Rede -
De Rede is myn godin. Waar ik haar zie miskennen, bloedt my het hart.
Niets natuurlyker alzo, dan dat ik alles haat wat tot die miskenning aanleiding geeft, of daartoe meewerkt. Onder de bondgenoten van redeloze Ongodsdienstigheid vinden we steeds in de voorste gelederen: fraze, spreekwoord, zegswys, manier van spreken, dicton, citaat, zaag en deun... altemaal adjudanten van den leugenduivel, misbruik van het Woord - van den Logos -, zonden tegen den H. Geest der Waarheid, Godslastering.
Titelprent van Wolffs
Redenkundige bedenkingen (1741) (coll. ub)

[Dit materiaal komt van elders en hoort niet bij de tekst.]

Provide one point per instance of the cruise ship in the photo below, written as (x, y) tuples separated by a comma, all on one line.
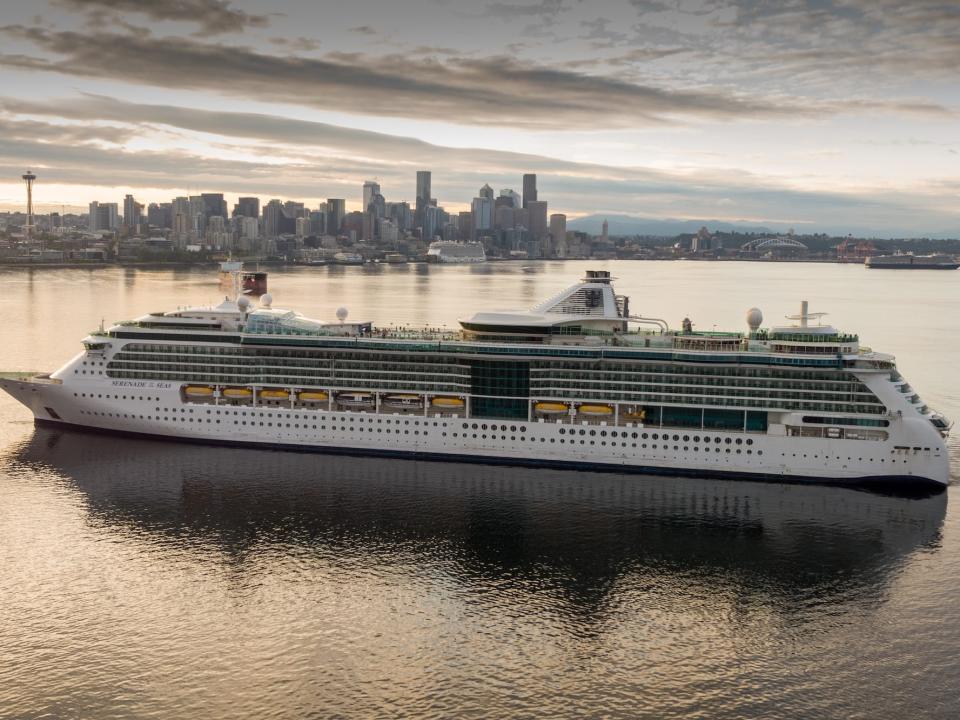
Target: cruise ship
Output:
[(452, 252), (576, 381), (908, 261)]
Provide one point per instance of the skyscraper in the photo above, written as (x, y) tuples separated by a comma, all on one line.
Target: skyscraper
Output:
[(558, 234), (336, 211), (483, 212), (213, 206), (370, 188), (423, 185), (131, 212), (529, 189), (424, 195), (537, 210), (247, 207)]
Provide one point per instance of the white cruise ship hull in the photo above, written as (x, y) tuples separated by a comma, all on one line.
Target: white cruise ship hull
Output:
[(914, 454)]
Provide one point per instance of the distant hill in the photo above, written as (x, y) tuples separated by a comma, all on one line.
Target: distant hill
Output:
[(633, 225)]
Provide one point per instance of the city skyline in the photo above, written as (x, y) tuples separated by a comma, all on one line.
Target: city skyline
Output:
[(838, 117)]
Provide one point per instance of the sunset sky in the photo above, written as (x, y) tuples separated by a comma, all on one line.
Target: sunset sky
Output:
[(833, 115)]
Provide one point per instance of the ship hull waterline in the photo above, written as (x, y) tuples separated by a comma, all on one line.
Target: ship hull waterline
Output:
[(40, 397)]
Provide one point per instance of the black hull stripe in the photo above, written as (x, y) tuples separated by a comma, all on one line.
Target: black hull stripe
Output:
[(887, 481)]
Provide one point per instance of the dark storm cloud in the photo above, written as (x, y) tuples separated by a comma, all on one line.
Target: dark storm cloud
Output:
[(213, 16), (487, 91)]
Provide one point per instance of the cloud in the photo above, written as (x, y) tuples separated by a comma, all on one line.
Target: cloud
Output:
[(213, 16), (479, 91), (333, 161)]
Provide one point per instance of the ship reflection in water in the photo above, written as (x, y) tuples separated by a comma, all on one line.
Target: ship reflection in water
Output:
[(292, 582)]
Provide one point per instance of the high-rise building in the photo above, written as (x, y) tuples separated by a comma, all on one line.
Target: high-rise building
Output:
[(537, 221), (103, 216), (558, 235), (370, 188), (131, 213), (512, 196), (432, 222), (336, 211), (160, 215), (529, 189), (424, 191), (483, 212), (247, 207), (213, 205), (465, 225), (424, 195), (401, 214), (180, 206), (198, 215), (280, 218)]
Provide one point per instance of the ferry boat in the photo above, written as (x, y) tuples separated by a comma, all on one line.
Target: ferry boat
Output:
[(908, 261), (452, 252), (576, 381)]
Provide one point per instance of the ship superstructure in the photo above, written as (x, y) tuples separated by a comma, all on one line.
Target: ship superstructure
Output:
[(575, 381)]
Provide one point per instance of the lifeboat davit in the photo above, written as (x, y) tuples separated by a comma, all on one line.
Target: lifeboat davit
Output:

Het eerste woord waarmee de eerste misdadiger den eersten doodslag trachtte te vergoelyken, was... een praatje.
- Ben ik myns broeders hoeder? vroeg Kaïn.
- Neen, had God kunnen antwoorden, maar die ambteloosheid gaf je geen recht dien broeder dood te slaan.
of:
- Niet dáárover loopt onze kwestie. De bedoeling van m'n vraag is, óf je hem doodsloeg, en met welk recht?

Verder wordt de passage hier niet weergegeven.